A ressurreição de Lázaro, o maior dos milagres de Jesus, é unicamente mencionada no quarto Evangelho, mais de 60 anos depois da morte do Cristo, ao passo que as suas menores curas são citadas nos três primeiros.
Com o quarto Evangelho e Justino Mártir, a crença cristã efetua a evolução que consiste em substituir à idéia de um homem honrado, tornado divino, a de um ser divino que se tornou homem.

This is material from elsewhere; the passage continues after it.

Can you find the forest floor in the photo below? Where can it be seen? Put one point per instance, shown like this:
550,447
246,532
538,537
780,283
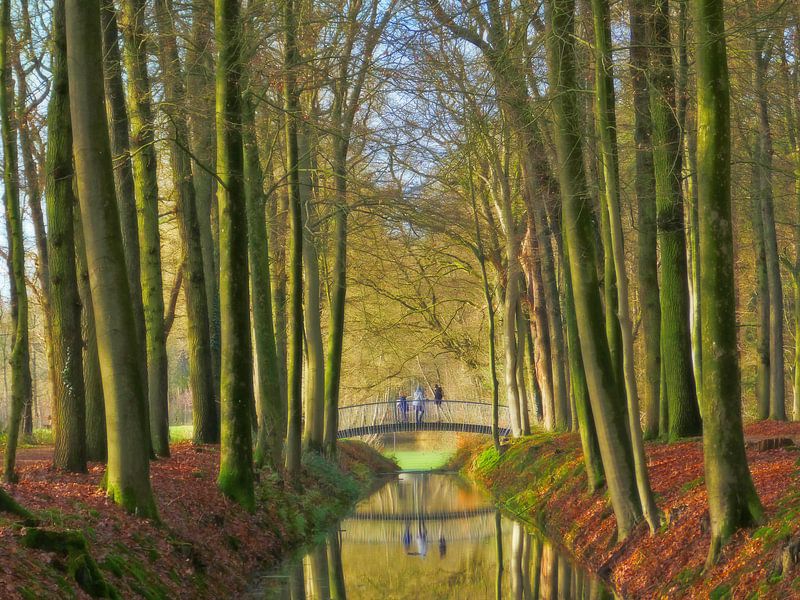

Depois da proclamação da divindade do Cristo, no século IV, depois da introdução, no sistema eclesiástico, do dogma da Trindade, no século VII, muitas passagens do Novo Testamento foram modificadas, a fim de que exprimissem as novas doutrinas (Ver João, I, 5,7). “Vimos, diz Leblois,[vii] na Biblioteca Nacional, na de Santa Genoveva, na do mosteiro de Sannt-Gall, manuscritos em que o dogma da Trindade está apenas acrescentado à margem. Mais tarde foi intercalado no texto, onde se encontra ainda.”
Nota 4:
Sobre o sentido oculto dos Evangelhos
Muitos dentre os padres da Igreja afirmam que os Evangelhos encerram um sentido oculto.
Orígenes diz:
“As Escrituras são de pouca utilidade para os que as tomem como foram escritas. A origem de muitos desacertos reside no fato de se apegarem à sua parte carnal e exterior.”
“Procuremos, pois, o espírito e os frutos substanciais da Palavra que são ocultos e misteriosos.”
O mesmo diz ainda:
“Há coisas que são referidas como histórias, que nunca se passaram e que eram impossíveis como fatos materiais, e outras que eram possíveis, mas que não se passaram.”
Tertuliano e Denis, o Areopagita, falam também de um esoterismo cristão.
Santo Hilário declara repetidas vezes que é necessário, para inteligência dos Evangelhos, supor-lhes um sentido oculto, uma interpretação espiritual.[viii]
No mesmo sentido se externa Santo Agostinho:
“Nas obras e nos milagres de Nosso Salvador há ocultado mistérios que se não podem levianamente, e segundo a letra, interpretar sem cair em erro e incorrer em graves faltas.”
São Jerônimo, em sua Epístola a Paulino, declara com insistência:
“Toma cuidado, meu irmão, no rumo que seguires na Escritura Santa. Tudo o que lemos na Palavra santa é luminoso e por isso irradia exteriormente, mas a parte interior ainda é mais doce. Aquele que deseja comer o miolo deve quebrar a casca.”
Sobre esse mesmo assunto, animada controvérsia teológica se travou entre Bossuet e Fenelon. Afirmava este haver um sentido secreto das Escrituras, transmitido unicamente a iniciados, uma gnose católica vedada às pessoas vulgares.[ix]
De todas essas ocultas significações a primitiva Igreja possuía o sentido, mas dissimulava-o cuidadosamente; pouco a pouco veio ele a se perder.
[i] F, Josef. Guerra dos Judeus contra os romanos. Trad. de Arnald d'Andilly, edição de 1838, de Buchon, livro IV, cap. XIX. pág. 704.
[ii] “Mateus”, XXVII, 46. - “Marcos”, XV, 34.
[iii] "Lucas", XXIII, 46.
[iv] "João", XIX, 30.
[v] “Mateus”, XXVIII, 9. “Marcos”, XVI, 9. “Lucas”, XXIV, 15. - “João”, XX,
[vi] Enciclopédia das ciências religiosas, de E Lichtenberger.
[vii] As bíblias e os iniciadores religiosos da humanidade, por Leblois, pastor em Strasburgo.
[viii] Ver a esse respeito o prefácio dos Beneditinos ao comentário do Evangelho segundo S. Mateus. Obras de S. Hilário, cols. 599-600.
[ix] Ver Júlio Blois, O mundo invisível, pág. 62.